During the periods that Mr Gleeson has been at liberty over the last few years, he has formed a relationship with a partner who may well succeed in keeping him out of trouble.  They have a child who is now 2 years old.  His partner has two older children.  She is a qualified drug and alcohol counsellor.  In the past she has worked as a teacher’s assistant and teacher’s aide.  At present she works at night, doing cleaning work and other work while Mr Gleeson’s father looks after the children.  She has a high opinion of Mr Gleeson, and is committed to helping him to make a fresh start and to lead a stable family-based life.

Mr Gleeson has experience doing boilermaking and welding work.  A former employer, who considers him to be a hard worker, is willing to give him work as a trades assistant once he is released from prison.  He is an accomplished cricketer and footballer, respected by his coaches.  At times in the past he has been able to commit himself to training in those sports, and to maintain a good standard of sportsmanship.

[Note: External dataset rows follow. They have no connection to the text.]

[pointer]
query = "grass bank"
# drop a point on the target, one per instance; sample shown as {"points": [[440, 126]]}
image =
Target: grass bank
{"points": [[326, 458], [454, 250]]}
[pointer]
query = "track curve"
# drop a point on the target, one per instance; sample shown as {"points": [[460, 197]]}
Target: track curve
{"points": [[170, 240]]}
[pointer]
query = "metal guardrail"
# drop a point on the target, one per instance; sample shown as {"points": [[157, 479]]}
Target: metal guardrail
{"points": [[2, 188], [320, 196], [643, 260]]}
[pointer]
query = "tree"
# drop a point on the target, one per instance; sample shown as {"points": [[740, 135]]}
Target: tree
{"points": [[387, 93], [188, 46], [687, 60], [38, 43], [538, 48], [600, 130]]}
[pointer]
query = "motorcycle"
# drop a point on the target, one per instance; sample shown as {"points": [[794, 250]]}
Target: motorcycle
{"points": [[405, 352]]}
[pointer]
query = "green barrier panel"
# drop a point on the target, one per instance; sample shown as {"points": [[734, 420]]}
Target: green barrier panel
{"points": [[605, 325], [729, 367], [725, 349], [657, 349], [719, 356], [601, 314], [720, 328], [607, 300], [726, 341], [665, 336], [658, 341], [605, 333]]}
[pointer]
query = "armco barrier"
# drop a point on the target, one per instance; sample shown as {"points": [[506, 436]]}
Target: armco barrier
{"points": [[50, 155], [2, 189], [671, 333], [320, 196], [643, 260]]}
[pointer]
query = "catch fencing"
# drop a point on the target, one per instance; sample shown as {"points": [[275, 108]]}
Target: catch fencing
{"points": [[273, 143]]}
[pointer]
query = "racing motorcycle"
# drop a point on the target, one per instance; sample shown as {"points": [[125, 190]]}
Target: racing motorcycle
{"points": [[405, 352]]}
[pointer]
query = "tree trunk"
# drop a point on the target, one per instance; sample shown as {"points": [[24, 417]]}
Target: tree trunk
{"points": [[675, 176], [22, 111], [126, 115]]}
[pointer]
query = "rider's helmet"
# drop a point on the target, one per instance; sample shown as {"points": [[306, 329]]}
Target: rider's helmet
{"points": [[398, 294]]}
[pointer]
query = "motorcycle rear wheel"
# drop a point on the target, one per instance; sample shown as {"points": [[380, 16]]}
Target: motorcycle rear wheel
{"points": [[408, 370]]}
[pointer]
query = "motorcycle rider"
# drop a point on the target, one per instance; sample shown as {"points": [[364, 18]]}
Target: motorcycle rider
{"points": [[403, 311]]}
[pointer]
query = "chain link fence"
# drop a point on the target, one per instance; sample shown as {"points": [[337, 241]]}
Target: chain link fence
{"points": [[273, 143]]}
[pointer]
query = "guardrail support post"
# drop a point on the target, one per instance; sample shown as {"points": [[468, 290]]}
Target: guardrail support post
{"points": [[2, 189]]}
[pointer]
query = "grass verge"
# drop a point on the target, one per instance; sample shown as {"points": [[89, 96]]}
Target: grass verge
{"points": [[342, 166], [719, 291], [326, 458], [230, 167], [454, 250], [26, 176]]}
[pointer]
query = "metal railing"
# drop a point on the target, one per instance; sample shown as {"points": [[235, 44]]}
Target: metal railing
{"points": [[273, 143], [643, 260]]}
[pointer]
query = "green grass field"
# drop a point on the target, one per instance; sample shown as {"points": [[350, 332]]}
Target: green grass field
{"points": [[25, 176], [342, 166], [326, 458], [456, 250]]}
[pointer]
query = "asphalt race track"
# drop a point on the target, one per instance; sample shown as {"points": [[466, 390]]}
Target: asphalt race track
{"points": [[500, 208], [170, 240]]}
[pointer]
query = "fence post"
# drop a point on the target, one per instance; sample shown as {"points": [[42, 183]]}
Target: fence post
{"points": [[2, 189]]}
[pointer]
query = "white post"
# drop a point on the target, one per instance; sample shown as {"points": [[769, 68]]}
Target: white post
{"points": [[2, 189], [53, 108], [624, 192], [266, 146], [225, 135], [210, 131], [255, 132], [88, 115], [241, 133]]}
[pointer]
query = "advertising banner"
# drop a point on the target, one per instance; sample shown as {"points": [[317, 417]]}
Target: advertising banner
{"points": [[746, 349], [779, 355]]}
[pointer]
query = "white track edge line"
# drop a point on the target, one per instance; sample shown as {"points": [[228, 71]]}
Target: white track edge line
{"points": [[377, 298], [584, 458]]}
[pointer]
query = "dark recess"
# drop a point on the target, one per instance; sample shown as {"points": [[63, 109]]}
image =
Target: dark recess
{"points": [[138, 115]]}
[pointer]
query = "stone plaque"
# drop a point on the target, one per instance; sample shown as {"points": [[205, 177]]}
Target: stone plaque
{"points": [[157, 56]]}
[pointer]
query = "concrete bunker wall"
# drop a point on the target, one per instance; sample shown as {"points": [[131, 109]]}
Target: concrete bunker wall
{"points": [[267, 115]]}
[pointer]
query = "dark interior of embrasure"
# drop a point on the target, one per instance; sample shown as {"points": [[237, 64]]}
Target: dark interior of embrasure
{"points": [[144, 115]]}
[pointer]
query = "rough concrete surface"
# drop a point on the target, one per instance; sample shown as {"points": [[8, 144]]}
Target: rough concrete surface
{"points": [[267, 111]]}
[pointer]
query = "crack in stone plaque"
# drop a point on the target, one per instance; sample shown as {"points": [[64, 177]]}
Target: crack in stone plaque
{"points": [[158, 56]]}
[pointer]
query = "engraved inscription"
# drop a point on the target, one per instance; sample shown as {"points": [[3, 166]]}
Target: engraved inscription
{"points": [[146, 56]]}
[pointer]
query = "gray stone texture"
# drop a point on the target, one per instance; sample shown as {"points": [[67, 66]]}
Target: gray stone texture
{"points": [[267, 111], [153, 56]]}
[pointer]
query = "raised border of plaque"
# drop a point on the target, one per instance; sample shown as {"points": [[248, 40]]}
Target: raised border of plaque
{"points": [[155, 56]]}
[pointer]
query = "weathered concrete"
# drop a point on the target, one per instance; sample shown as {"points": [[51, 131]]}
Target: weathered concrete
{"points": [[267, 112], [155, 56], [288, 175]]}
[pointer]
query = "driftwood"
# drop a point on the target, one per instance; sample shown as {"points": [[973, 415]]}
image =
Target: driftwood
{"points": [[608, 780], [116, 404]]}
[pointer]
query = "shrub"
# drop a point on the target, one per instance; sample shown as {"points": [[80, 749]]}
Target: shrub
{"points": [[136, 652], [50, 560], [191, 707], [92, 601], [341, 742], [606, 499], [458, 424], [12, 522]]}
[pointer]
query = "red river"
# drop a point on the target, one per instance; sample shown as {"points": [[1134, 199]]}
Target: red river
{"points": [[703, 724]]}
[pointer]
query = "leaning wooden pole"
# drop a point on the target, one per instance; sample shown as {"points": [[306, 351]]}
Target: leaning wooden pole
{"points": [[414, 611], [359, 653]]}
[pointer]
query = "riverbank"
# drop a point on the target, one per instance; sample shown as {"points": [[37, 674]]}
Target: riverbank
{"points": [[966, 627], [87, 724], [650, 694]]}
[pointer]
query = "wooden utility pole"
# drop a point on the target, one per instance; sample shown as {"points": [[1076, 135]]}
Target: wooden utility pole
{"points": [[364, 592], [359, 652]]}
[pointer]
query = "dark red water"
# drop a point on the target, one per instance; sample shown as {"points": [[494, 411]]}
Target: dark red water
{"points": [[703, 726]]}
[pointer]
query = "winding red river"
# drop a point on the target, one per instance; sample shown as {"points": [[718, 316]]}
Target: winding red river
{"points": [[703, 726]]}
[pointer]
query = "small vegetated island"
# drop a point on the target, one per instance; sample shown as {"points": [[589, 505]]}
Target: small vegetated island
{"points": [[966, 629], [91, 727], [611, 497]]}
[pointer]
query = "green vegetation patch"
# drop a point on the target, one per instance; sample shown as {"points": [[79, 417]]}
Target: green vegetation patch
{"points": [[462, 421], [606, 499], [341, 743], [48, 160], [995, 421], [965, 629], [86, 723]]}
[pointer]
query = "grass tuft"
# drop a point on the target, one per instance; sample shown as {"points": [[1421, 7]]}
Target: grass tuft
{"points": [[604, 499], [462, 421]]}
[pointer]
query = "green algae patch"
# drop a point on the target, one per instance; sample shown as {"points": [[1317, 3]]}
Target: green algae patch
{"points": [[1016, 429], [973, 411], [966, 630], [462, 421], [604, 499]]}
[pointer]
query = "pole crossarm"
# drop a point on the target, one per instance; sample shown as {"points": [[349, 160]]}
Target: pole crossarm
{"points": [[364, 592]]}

His counsel told me that, when he was on bail last year, he convened a meeting at Mayfield, at which the issues that were the subject of the neighbourhood feud were settled.

Mr Gleeson is entitled to a sentencing discount because he pleaded guilty to the two charges.  He pleaded guilty at a very late stage, when the Court was ready to empanel a jury for his trial, and the jury panel were in attendance.  However he saved the cost and inconvenience of a trial.  I also see it as significant that this case resolved as a result of last minute preparations by the State. On the day before the trial was originally due to start, defence counsel was provided with a statement from an eye witness who had not previously been willing to co-operate.  As a result of Mr Gleeson learning of the evidence that that witness was expected to give, his counsel took appropriate steps and the result was a change of plea. In those circumstances, I think a sentencing reduction of the order of 15% is appropriate.

I think it is fair to say that the number and range of offences that Mr Gleeson committed when he was on bail last year indicate that his partner might not be immediately successful in her efforts to rehabilitate him once he is next released from prison.  However, because of the possibility of reform, and because of the amount of time Mr Gleeson has spent in custody on other matters since the shooting incident, I will impose the shortest possible non-parole period, and leave it to the Parole Board to decide when it is appropriate to release him.

I have to sentence Mr Gleeson for crimes that were impulsive, but which involved him recklessly discharging a shotgun into a house where there was some risk that someone could have been shot.  The only appropriate penalty is a significant sentence of imprisonment.

Beven John Gleeson, I convict you and sentence you to 23 months’ imprisonment with effect from 6 April 2019.  You will not be eligible for parole until you have served 11½ months of this sentence.